Kondisi ini juga berbeda jika dibandingkan kondisi APBN pada Februari 2024 yang mengalami surplus Rp 26 triliun atau 0,11% terhadap PDB.
Defisit APBN ini disebabkan karena pendapatan negara yang lebih rendah dibandingkan kebutuhan belanja negara yang meningkat.
“Jadi ini defisit 0,13% masih di dalam target desain APBN 2025 yaitu 2,53% dari PDB yaitu Rp 616,2 triliun,” ujar Menteri Keuangan Sri Mulyani dalam Konferensi Pers APBN Kita di Jakarta, Kamis 13 Maret 2025.
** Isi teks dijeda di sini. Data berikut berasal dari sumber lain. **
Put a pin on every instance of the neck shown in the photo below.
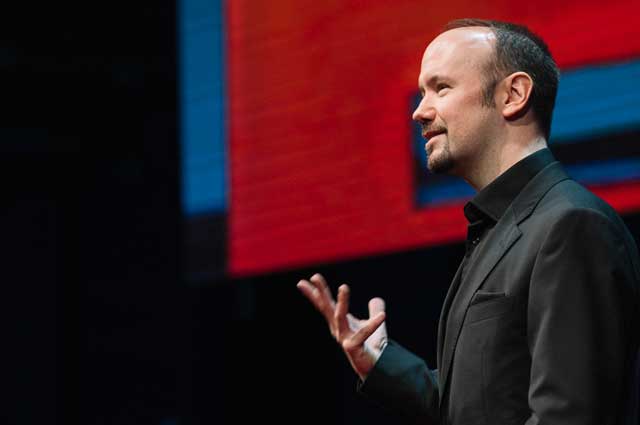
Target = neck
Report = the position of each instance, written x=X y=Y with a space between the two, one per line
x=499 y=157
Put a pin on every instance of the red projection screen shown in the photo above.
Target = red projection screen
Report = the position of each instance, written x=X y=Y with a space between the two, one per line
x=320 y=136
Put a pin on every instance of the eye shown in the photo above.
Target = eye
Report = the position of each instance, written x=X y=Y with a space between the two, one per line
x=441 y=88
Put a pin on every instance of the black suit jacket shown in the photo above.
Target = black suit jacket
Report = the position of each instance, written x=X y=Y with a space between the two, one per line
x=545 y=329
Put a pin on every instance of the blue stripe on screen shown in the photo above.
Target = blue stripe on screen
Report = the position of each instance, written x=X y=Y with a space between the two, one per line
x=202 y=105
x=597 y=100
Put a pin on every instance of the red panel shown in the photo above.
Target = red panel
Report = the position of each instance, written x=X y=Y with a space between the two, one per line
x=319 y=130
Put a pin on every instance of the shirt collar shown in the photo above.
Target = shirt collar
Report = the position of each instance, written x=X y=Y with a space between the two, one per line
x=492 y=201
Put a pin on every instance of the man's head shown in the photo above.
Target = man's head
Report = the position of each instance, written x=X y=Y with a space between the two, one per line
x=476 y=77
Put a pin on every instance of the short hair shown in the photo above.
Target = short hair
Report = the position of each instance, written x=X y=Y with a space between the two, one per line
x=519 y=49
Baca Juga : Investor Waspada, Realisasi APBN 2025 Diduga Alami Tekanan
Tercatat, pendapatan negara per akhir Februari 2025 mencapai Rp 316,9 triliun atau setara 10,5% dari target sebesar Rp 3.005,1 triliun.
Sementara itu, realisasi belanja negara mencapai Rp 348,1 triliun. Realisasi ini setara 9,6% dari target APBN 2025 sebesar Rp 3.621,31 triliun.
Dengan kinerja APBN tersebut, keseimbangan primer masih mencatatkan surplus sebesar Rp 48,1 triliun. Serta, di sisi pembiayaan anggaran realisasinya mencapai Rp 220,1 triliun atau 35,7% dari target.
Sebelumnya, Sri Mulyani menyebutkan berulang empat kali pentingnya pertumbuhan ekonomi dari sektor pertanian.
Salah satunya adalah bagaimana peran belanja alat pertanian dan kebutuhan pertanian lainnya di seluruh Indonesia dari berbagai negara salah satunya Amerika Serikat.
“Nah konteksnya ini, bagaimana alat pertanian dari sejumlah negara seperti Amerika Serikat dan negara lainnya, menaikan pajak dan pengaruh terhadap ekonomi kita,” kata Sri Mulyani melalui siaran pers, Kamis, 13 Maret 2025.
Sri Mulyani menilai kita melihat bagaimana sejumlah negara besar seperti Amerika Serikat dan pengaruh pajak hampir semua transaksi termasuk, besi, tembaga, nikel bahkan baru bara.
“Inilah yang kita melihat bagaimana perang dagang melemahkan harga-harga temasuk harga minyak, dan harga yang lainnya,” lanjut Sri Mulyani.
Namun, saat ini sampai saat ini belum ada gejolak yang luar biasa bahkan di Bulan Ramadan ini.
“Iya memang ada seperti cabai. Ayam dan lain-lainnya tidak mengalami kenaikan. Ini adalah trand baik untuk ekonomi Indonesia,” pungkasnya.